Entre espace et temps

Nous l’avons déjà dit, l’espace joue un rôle primordial dans le film de Mankiewicz. Lieu-clé de l’action, personnification de la rencontre amoureuse, la demeure connote par ailleurs un espace proprement temporel. Habité par un revenant, la maison se présente comme le lieu d’un passé qui, comme l’aurait écrit Faulkner, n’est pas encore passé. Le fantôme rend possible la cohabitation temporelle. Être du passé venant hanter le présent, le revenant vient rappeler à l’humain sa condition prochaine : la mort que promet tout avenir. Le traitement de ce triple rapport, passé-présent-futur, passe par la subjectivité du souvenir. Mankiewicz joue de l’ellipse à travers les fondus enchaînés d’un montage lyrique se faisant succéder à l’écran les remous aquatiques d’une mer agitée. La composition de Bernard Herrmann prend quant à elle des consonances romantiques, le leitmotiv servant l’idée de résurgence et de réminiscence. L’affect structure alors le passage du temps. La marche de Mme Muir sur la plage ne tend qu’à un seul but : rejoindre l’au-delà de l’être aimé.
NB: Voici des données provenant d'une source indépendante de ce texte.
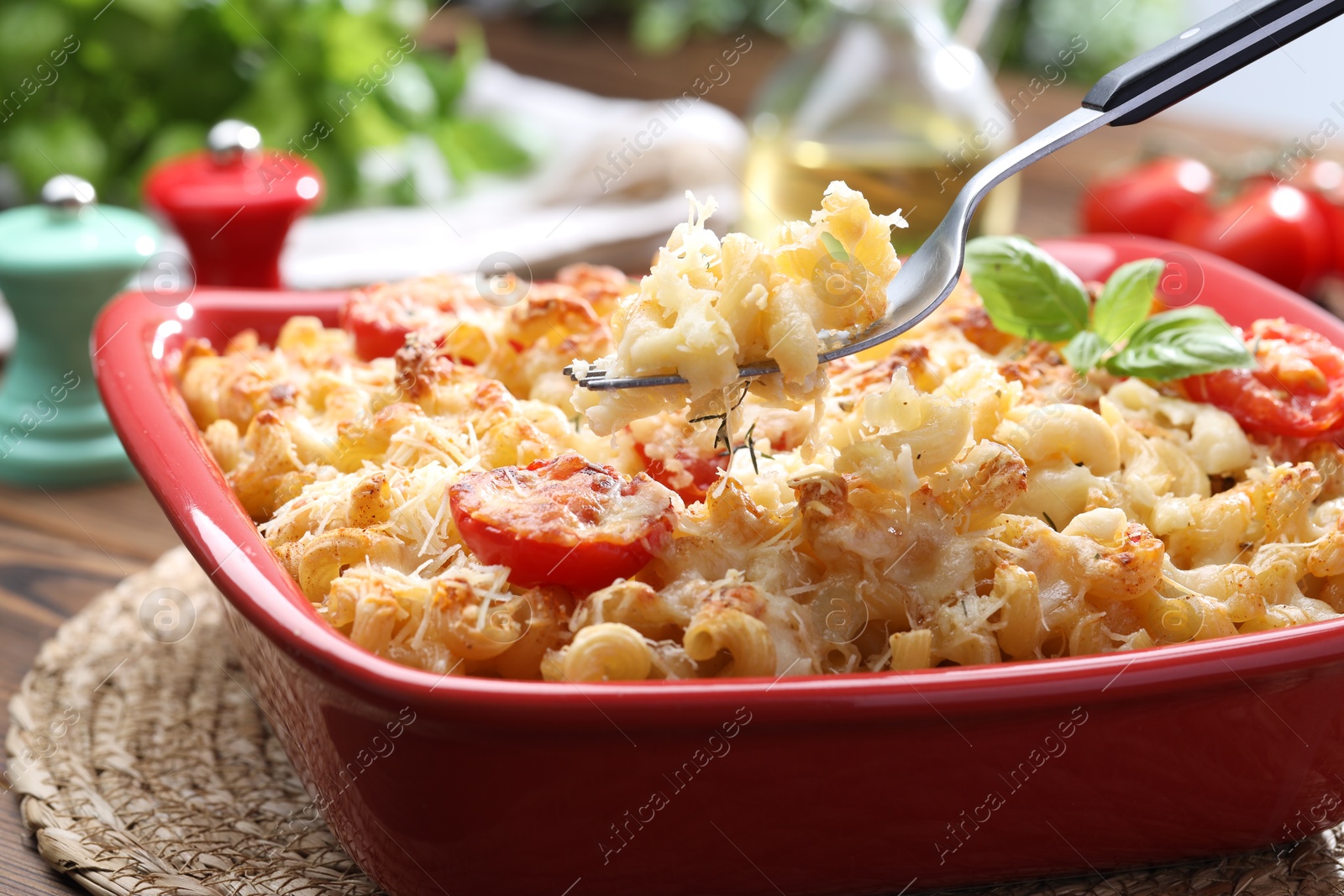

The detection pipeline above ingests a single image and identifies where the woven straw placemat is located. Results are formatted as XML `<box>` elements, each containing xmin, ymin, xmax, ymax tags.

L’Aventure de Mme Muir prouve – s’il le fallait encore – la densité réflexive que permet le cinéma de genres. La bleuette légère prend ici la forme d’un discours sur le cinéma et ses possibilités esthétiques. Tout se résume chez Mankiewicz à la configuration d’un espace-temps habité par des êtres entrainés par un mouvement défiant l’arbitraire des catégories. Entre la vie et la mort, l’ombre et la lumière, l’espace et le temps, c’est l’émotion qui prime et emporte avec elle le destin des deux amants. Au lecteur qui aimerait en savoir plus sur la vie et l’œuvre de Joseph Leo Mankiewicz, nous lui conseillons la lecture de l’érudite et ludique monographie que lui a consacré N. T. Binh, publiée chez Rivages en 1986, ainsi que la passionnante biographie écrite par Pascal Mérigeau, publiée en 1993 chez Denoël.